Saturday, March 8, 2008

A wide-open weekend

There is an upside to having Doug gone ice fishing: unstructured time.

An entire weekend of empty, unscheduled time. Hours and hours with nobody to answer to but myself. This doesn't mean I have no obligations, of course. These guys are still around:


And they still expect to be waited on hand and foot.

But I'm an introvert, and introverts need lots of alone time. And me, I need a lot. Obligations on the weekends leave me anxious--even pleasant obligations, like last weekend's tickets to Peer Gynt at the Guthrie. Of course I wanted to go, and of course we had a great time, but just knowing that I had an obligation made me feel like the whole weekend had no breathing room.

A couple of reporters invited me out for pizza with them on Friday night. They knew Doug was gone, and they figured I'd be free and want to go out. They had no idea how much I'd been looking forward to this empty evening, and they were a little baffled when I tried to explain it.

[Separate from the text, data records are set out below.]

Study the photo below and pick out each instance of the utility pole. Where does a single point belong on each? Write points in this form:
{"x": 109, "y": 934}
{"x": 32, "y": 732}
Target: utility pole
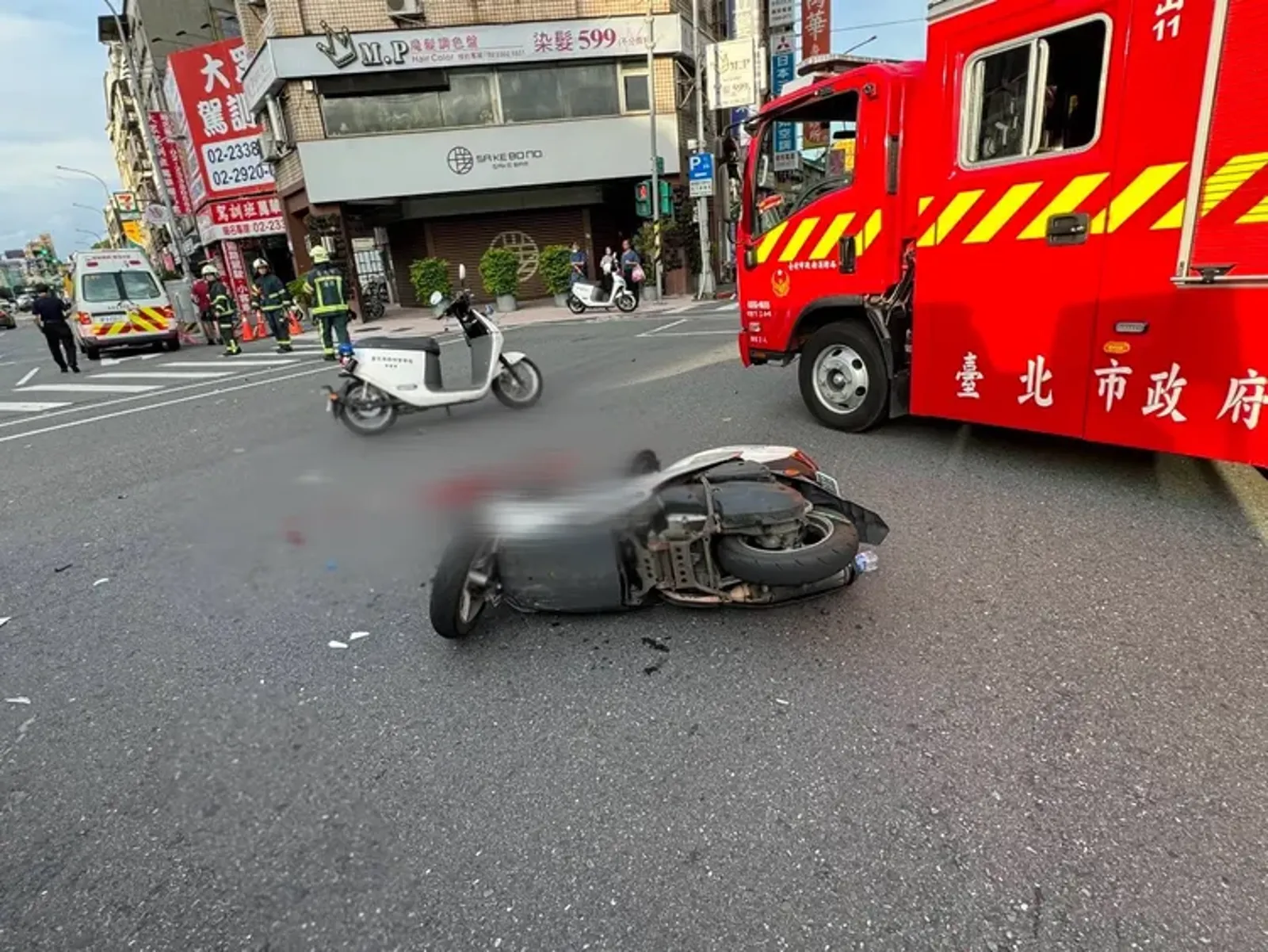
{"x": 656, "y": 174}
{"x": 707, "y": 278}
{"x": 151, "y": 148}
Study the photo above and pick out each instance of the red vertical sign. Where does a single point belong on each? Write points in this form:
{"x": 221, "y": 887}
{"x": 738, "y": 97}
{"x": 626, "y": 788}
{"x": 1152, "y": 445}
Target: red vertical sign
{"x": 222, "y": 133}
{"x": 169, "y": 162}
{"x": 815, "y": 40}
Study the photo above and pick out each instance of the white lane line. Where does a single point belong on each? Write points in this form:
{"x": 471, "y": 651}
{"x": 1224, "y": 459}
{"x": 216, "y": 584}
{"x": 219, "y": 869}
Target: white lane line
{"x": 230, "y": 366}
{"x": 146, "y": 407}
{"x": 92, "y": 388}
{"x": 162, "y": 376}
{"x": 29, "y": 407}
{"x": 663, "y": 327}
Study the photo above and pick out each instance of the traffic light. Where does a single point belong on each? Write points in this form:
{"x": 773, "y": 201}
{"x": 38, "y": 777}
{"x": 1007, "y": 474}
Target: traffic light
{"x": 644, "y": 199}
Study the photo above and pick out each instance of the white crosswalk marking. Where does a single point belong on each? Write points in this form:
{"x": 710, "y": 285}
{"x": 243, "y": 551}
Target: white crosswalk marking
{"x": 90, "y": 388}
{"x": 162, "y": 374}
{"x": 29, "y": 407}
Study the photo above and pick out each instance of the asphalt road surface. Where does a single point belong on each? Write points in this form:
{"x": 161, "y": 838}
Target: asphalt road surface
{"x": 1039, "y": 727}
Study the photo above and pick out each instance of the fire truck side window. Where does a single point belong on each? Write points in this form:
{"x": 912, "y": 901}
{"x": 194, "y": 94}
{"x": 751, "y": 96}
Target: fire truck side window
{"x": 1037, "y": 97}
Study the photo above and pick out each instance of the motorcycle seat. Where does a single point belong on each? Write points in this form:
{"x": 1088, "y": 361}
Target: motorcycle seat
{"x": 428, "y": 345}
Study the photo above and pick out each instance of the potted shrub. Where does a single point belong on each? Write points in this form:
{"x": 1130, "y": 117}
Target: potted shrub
{"x": 429, "y": 275}
{"x": 556, "y": 268}
{"x": 500, "y": 274}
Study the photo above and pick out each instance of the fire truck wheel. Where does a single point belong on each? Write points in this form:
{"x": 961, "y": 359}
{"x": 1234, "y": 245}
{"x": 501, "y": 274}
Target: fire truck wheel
{"x": 842, "y": 377}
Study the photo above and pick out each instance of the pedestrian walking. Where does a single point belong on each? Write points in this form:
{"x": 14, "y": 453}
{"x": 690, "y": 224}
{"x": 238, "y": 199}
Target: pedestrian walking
{"x": 632, "y": 269}
{"x": 225, "y": 308}
{"x": 198, "y": 291}
{"x": 273, "y": 300}
{"x": 606, "y": 269}
{"x": 50, "y": 313}
{"x": 579, "y": 266}
{"x": 325, "y": 285}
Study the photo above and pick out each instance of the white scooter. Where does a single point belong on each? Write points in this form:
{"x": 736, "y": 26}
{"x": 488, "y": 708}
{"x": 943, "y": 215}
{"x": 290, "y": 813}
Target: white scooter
{"x": 585, "y": 296}
{"x": 390, "y": 376}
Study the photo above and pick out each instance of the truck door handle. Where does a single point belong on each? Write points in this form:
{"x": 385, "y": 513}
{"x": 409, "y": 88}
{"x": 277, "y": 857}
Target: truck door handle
{"x": 1068, "y": 228}
{"x": 846, "y": 250}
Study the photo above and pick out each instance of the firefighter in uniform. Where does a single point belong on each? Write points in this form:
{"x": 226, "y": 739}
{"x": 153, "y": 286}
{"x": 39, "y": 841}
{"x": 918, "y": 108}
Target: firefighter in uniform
{"x": 225, "y": 310}
{"x": 274, "y": 300}
{"x": 325, "y": 285}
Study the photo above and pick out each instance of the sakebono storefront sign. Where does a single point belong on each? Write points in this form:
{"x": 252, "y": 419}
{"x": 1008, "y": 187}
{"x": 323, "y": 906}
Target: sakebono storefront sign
{"x": 462, "y": 161}
{"x": 468, "y": 160}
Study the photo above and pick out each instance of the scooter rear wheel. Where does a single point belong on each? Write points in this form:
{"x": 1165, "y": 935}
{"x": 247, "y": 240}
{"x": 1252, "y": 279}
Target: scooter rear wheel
{"x": 361, "y": 416}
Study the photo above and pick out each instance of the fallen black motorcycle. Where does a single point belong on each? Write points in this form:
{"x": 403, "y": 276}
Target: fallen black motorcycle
{"x": 737, "y": 525}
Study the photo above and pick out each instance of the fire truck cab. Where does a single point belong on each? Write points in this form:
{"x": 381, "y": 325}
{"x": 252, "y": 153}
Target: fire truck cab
{"x": 1056, "y": 222}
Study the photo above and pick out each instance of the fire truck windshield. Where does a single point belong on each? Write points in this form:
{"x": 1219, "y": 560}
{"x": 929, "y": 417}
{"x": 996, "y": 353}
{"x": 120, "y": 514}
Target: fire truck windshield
{"x": 805, "y": 152}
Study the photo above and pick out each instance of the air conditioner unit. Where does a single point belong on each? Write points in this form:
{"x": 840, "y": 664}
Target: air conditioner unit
{"x": 269, "y": 148}
{"x": 403, "y": 8}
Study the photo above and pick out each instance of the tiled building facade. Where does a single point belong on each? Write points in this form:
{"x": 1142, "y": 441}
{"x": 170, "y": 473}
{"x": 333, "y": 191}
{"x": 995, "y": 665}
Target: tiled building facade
{"x": 392, "y": 146}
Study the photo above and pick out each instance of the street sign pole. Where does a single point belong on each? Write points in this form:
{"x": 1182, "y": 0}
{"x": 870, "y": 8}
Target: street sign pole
{"x": 707, "y": 277}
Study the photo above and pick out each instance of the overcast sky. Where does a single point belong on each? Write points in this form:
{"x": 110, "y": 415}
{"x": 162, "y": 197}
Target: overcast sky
{"x": 52, "y": 69}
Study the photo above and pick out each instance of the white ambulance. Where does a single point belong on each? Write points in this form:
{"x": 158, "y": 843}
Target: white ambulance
{"x": 120, "y": 302}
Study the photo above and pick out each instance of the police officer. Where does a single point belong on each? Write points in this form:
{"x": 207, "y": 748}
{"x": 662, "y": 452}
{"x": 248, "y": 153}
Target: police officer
{"x": 225, "y": 308}
{"x": 325, "y": 285}
{"x": 273, "y": 298}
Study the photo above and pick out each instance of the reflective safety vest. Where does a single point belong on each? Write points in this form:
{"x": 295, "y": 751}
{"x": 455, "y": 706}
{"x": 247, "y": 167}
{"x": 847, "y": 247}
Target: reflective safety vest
{"x": 327, "y": 287}
{"x": 270, "y": 293}
{"x": 222, "y": 300}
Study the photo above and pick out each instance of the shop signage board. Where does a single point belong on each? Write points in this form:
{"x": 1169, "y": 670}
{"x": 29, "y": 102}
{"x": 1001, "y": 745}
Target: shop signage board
{"x": 783, "y": 71}
{"x": 732, "y": 74}
{"x": 815, "y": 40}
{"x": 339, "y": 51}
{"x": 241, "y": 218}
{"x": 223, "y": 136}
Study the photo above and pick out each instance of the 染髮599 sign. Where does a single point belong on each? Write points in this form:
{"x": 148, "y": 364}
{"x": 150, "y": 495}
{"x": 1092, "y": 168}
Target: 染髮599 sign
{"x": 226, "y": 142}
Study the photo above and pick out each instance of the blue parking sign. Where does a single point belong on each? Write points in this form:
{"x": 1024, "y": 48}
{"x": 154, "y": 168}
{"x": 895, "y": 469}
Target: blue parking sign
{"x": 701, "y": 166}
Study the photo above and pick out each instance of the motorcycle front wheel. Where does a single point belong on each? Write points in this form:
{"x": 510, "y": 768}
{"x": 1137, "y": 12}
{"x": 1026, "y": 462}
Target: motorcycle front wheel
{"x": 365, "y": 410}
{"x": 460, "y": 588}
{"x": 827, "y": 547}
{"x": 519, "y": 385}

So what are my plans for the weekend? I have none. That's the idea.

Oh, I have some things I hope to get accomplished by Sunday night--I have to take Boscoe to the vet. I have to buy some groceries. I want to take my mother to the conservatory, where we can see some unfrozen dirt and smell some blooming flowers.

But I can do these things whenever I want to--or not at all. I can eat popcorn for dinner. I can watch "Persuasion." Or "What Not to Wear." I can play Irish fiddle tunes all afternoon without driving someone else quietly, desperately crazy.

I can read all afternoon. Or not. It isn't what I do; it's that I don't have to do anything.

Oh, and here's the other good thing about having Doug out of town:


Flowers. He sent me flowers. What a guy.